Smallholders Insurance from Greenlands

Author Topic: Curing help  (Read 3720 times)

Siegep01

  • Joined Jun 2011
Curing help
« on: June 22, 2011, 10:16:36 pm »
I have tried several times to make ham and everytime I end up with salty roast pork.
I used Hugh FW's recipe for a Wiltshire cure. Left the 2kilo leg in the cure for a week, then boiled it for 2 hours and roasted for half an hour, The end result looked and tasted like pork not ham. I did NOT use saltpetre.
Another forum told me you can't do ham without saltpetre. Is that true. Could i be using the wrong salt. I think I have been using rock salt which didn't dissolve when I boiled it in water. Please help.

Eve

  • Joined Jul 2010
Re: Curing help
« Reply #1 on: June 22, 2011, 10:59:27 pm »
Probably not the salt but the cooking time, there's a "how to cook a ham" thread on the pig section:

http://www.accidentalsmallholder.net/forum/index.php?topic=10901.0

We replace the water several times when it's cooking. We don't use saltpetre either, the only thing that will do is keep the ham looking pink on the outside.

Good luck,


 :wave:

SallyintNorth

  • Joined Feb 2011
  • Cornwall
  • Rarely short of an opinion but I mean well
    • Trelay Cohousing Community
Re: Curing help
« Reply #2 on: June 23, 2011, 12:18:59 am »
Well here goes me with my vast experience of exactly one leg cured...  !
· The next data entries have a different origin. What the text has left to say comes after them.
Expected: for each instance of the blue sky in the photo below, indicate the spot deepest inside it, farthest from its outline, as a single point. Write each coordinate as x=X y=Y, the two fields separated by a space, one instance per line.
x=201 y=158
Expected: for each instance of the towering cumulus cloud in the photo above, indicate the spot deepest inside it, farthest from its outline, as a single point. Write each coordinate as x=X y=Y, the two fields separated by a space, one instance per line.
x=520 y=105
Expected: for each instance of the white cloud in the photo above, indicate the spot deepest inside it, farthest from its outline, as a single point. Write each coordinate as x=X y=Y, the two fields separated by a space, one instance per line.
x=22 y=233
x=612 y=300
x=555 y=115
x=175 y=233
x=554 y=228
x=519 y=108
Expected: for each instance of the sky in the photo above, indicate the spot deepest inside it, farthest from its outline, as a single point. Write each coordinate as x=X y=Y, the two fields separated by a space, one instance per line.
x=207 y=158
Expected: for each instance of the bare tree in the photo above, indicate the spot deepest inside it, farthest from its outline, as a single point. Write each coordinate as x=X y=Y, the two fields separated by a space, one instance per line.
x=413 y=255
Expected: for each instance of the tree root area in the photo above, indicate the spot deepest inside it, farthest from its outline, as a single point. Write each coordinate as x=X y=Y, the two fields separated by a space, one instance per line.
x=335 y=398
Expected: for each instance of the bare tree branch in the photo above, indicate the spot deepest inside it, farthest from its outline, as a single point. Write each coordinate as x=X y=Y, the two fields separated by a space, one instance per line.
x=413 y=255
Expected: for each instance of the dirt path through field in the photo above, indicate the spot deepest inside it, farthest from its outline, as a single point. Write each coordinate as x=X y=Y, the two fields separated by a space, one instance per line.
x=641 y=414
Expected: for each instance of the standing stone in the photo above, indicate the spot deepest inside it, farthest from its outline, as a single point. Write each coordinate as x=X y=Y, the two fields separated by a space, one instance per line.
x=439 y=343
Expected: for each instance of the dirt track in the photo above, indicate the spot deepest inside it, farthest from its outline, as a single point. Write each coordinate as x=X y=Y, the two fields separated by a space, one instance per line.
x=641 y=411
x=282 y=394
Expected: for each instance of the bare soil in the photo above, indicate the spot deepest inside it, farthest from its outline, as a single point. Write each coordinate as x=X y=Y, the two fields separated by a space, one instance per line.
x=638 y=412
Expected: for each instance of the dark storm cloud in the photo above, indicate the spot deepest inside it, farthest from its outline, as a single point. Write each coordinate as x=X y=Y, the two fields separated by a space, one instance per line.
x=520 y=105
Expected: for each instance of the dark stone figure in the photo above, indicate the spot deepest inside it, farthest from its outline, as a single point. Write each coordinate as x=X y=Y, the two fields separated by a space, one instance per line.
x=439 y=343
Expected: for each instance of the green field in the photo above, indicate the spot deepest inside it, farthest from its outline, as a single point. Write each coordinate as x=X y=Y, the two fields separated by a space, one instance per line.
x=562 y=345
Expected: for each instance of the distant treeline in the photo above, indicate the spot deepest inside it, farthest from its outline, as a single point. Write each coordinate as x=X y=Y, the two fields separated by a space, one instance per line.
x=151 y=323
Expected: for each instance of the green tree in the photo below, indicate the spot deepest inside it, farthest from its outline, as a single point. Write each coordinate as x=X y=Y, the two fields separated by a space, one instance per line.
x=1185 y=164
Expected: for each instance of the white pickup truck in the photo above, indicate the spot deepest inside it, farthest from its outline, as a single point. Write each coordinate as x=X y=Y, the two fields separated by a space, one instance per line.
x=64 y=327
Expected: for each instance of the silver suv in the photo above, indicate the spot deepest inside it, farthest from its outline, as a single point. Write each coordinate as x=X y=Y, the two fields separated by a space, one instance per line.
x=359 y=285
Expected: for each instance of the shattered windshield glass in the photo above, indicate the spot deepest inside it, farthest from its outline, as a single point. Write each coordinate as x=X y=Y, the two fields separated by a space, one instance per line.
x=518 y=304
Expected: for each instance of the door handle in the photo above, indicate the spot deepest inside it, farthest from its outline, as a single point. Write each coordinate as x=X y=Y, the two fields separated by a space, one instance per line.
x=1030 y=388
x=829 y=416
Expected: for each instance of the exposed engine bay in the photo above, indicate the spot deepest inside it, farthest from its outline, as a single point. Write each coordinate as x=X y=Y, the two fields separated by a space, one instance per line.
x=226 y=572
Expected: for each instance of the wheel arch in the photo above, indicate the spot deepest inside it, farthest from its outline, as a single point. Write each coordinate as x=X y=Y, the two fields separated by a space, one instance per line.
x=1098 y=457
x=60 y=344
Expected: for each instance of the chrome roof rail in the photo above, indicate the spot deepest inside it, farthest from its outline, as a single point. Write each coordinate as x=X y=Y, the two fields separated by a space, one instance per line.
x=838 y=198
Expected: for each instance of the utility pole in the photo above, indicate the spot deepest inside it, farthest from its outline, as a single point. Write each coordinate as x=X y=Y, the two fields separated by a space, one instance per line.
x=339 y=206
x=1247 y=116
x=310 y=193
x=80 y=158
Saltpetre gives it the pink colour.  It will look like pork and not like you expect ham to look if you do not use a curing salt that contains saltpetre.

I use Delia's trick to take the saltiness out.  When you are ready to use it, soak it for many hours (overnight is good, changing the water is also good) then boil it with a potato (peeled) in clean water; the potato sucks up the saltiness.  Then cook as required - I like it baked.

It will taste like ham if you cure it in brine then treat it as above.  It will look like pork unless your curing salt had saltpetre in it.

HTH
Sally
Don't listen to the money men - they know the price of everything and the value of nothing

Live in a cohousing community with small farm for our own use.  Dairy cows (rearing their own calves for beef), pigs, sheep for meat and fleece, ducks and hens for eggs, veg and fruit growing

Eve

  • Joined Jul 2010
Re: Curing help
« Reply #3 on: June 23, 2011, 06:27:38 pm »
Should have known that about the potato - we've been soaking it and then refreshing the cooking water because the first cooked ham we ever made was too salty :D

It'll only be the outside of the ham that discolours, though, the second slice is always pink again - which is a good excuse to cut several slices off when making a sandwich  ;D :yum:

Snapper

  • Joined Mar 2010
    • walbut house farm
Re: Curing help
« Reply #4 on: June 26, 2011, 06:43:41 pm »
We've been successful for the first time, after several disasters, one using a HFW recipe with Saltpetre. They were so salty they were inedible.

We used 'Supracure' bought from Weschenfelder website. All their cures/ mixes come with instructions and I think are reasonably priced. Ideal for small-scalers like us.
Their sausage mixes are great too, we like the 'Gold' and of course the 'Yorkshire'.

I bring the joints to the boil in cold water, drain it off then cook in foil in the oven, fantastic!